White v. Eastman Credit Union, No. 2:04-CV-118 (2023)

No. 2:04-CV-118.

March 22, 2006

MEMORANDUM OPINION

RONNIE GREER, District Judge

This age discrimination and Family Medical Leave Act ("FMLA") case is before the Court on the defendant's motion for summary judgment. [Doc. 16]. Plaintiff alleges that her former employer, Eastman Credit Union, discriminated against her on the basis of her age and violated the FMLA when it terminated her on February 10, 2003.

I. Factual background:

Reviewing the facts in the light most favorable to the plaintiff, the following sets forth the background of this dispute:

The defendant, Eastman Credit Union ("ECU"), which became a separate corporate entity in January, 2002, is a credit union that was established by Eastman Chemical Company ("ECC"). The plaintiff worked for ECC from January of 1988 until July of 1999 when she became employed by ECU as a teller, despite having no prior experience working for a financial institution. During the course of her employment with ECU, Ms. White worked at the main branch in Kingsport, Tennessee, an ECU branch in Colonial Heights, Tennessee and a branch located in Building 230 at ECC. At the time of her termination, Ms. White was working at ECU's main branch. As of October 2001, Ms. White was assigned to work in the records vault and at the receptionist desk two days per week and as a teller two days per week, with one day off.

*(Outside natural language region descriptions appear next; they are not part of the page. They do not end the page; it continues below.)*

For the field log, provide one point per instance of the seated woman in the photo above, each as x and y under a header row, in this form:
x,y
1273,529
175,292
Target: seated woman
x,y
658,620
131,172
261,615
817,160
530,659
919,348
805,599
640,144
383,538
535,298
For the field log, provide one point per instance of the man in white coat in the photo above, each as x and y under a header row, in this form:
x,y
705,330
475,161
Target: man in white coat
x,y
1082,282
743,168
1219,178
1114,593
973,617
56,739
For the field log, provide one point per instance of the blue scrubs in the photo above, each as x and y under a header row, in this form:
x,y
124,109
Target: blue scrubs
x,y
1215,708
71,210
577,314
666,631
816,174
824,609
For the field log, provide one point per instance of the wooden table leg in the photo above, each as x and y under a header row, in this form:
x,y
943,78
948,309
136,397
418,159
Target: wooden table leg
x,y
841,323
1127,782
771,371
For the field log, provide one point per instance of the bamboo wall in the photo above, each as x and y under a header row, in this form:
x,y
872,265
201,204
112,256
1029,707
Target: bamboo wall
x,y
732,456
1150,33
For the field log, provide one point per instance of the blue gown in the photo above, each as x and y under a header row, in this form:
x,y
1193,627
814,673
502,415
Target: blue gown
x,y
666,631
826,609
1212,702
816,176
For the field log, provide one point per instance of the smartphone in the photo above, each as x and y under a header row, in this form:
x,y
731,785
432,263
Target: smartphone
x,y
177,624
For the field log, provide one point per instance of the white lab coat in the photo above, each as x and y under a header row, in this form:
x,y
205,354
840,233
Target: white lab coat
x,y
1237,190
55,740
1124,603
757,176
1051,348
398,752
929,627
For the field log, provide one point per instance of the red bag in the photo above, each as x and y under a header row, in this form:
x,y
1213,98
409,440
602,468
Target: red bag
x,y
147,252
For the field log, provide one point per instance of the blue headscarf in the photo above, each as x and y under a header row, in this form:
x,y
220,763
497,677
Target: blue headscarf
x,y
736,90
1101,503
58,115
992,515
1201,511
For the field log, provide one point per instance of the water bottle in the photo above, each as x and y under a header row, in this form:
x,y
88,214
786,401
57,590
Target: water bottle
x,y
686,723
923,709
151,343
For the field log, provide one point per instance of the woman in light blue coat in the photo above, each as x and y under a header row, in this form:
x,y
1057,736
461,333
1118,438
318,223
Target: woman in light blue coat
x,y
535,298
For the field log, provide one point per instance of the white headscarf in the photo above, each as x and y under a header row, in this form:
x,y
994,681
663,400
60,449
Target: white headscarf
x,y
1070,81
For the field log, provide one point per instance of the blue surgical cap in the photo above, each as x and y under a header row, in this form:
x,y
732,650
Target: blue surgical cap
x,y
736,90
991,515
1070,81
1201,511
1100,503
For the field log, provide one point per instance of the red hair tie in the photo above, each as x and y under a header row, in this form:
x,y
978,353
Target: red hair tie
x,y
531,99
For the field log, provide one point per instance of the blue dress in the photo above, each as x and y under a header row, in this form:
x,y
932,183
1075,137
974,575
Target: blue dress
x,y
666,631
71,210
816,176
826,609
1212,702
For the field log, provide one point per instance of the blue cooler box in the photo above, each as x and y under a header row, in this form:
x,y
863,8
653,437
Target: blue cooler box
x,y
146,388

ECU's business hours are from 7:30 a.m. to 5:30 p.m., Monday thru Friday. ECU tellers are required to be physically at their work stations, not just on premises, no later than 7:20 a.m. each morning. On January 11, 2002, Ms. White arrived at her work area at 7:23 a.m. The plaintiff's supervisor, Cathy Byers, discussed Ms. White's tardiness with her, and prepared a memorandum of the discussion which was signed by her and Ms. White. The memorandum states that Ms. White had indicated that she was late due to sickness.

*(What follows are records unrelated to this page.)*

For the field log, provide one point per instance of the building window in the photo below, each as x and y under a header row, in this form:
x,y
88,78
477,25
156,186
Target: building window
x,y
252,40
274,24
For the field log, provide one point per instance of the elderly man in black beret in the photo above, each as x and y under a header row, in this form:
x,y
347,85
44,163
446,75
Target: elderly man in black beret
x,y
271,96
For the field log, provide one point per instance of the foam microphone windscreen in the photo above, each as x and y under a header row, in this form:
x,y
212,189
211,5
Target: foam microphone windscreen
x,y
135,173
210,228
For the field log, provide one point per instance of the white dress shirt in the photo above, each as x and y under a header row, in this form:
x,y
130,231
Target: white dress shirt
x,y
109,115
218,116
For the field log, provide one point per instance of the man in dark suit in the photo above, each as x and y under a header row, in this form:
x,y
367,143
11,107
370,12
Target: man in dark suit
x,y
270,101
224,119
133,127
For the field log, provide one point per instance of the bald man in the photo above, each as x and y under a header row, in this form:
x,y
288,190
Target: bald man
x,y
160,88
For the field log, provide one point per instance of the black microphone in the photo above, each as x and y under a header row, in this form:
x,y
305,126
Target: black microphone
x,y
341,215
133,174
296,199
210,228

Plaintiff does not dispute that this was a requirement of her employment nor does she suggest that she was unaware of the requirement. In fact, she acknowledges in the January 11, 2002, memorandum that "the importance and expectation of being in the assigned work area at the scheduled time" was discussed at a teller meeting in December, 2001.

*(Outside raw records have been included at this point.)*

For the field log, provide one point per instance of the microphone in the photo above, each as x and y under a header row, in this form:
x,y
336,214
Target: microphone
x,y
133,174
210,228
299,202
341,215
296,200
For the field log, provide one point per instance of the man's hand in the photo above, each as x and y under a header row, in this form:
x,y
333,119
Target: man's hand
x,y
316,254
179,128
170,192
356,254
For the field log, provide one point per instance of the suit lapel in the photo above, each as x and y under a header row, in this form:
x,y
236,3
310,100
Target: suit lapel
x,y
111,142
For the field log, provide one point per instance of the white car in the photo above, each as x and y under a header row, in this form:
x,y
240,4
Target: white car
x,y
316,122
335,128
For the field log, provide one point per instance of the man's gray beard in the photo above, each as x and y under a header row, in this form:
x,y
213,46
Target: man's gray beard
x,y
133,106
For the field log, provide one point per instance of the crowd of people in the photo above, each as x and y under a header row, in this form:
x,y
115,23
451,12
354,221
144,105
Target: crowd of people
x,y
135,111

ECU asserts that on June 17, 2002, Ms. White again arrived at her work area after 7:20 a.m. Ms. White denied that she was late. Later that day Ms. Byers met with Ms. White to discuss her tardiness. Following the meeting, Ms. White left work approximately 30 minutes early. ECU submits that Ms. White did not follow proper procedure to request permission to leave. In contrast, Ms. White asserts that she obtained the permission of the head teller on duty, Gwen Freeman, prior to leaving. Ms. White was not scheduled to work the following day, June 18, 2002. Ms. White requested and was granted vacation leave for the remainder of the week, from June 19 thru June 21, 2002.

According to Ms. White, Ms. Byers asserted that Ms. White "was 42 seconds late that morning."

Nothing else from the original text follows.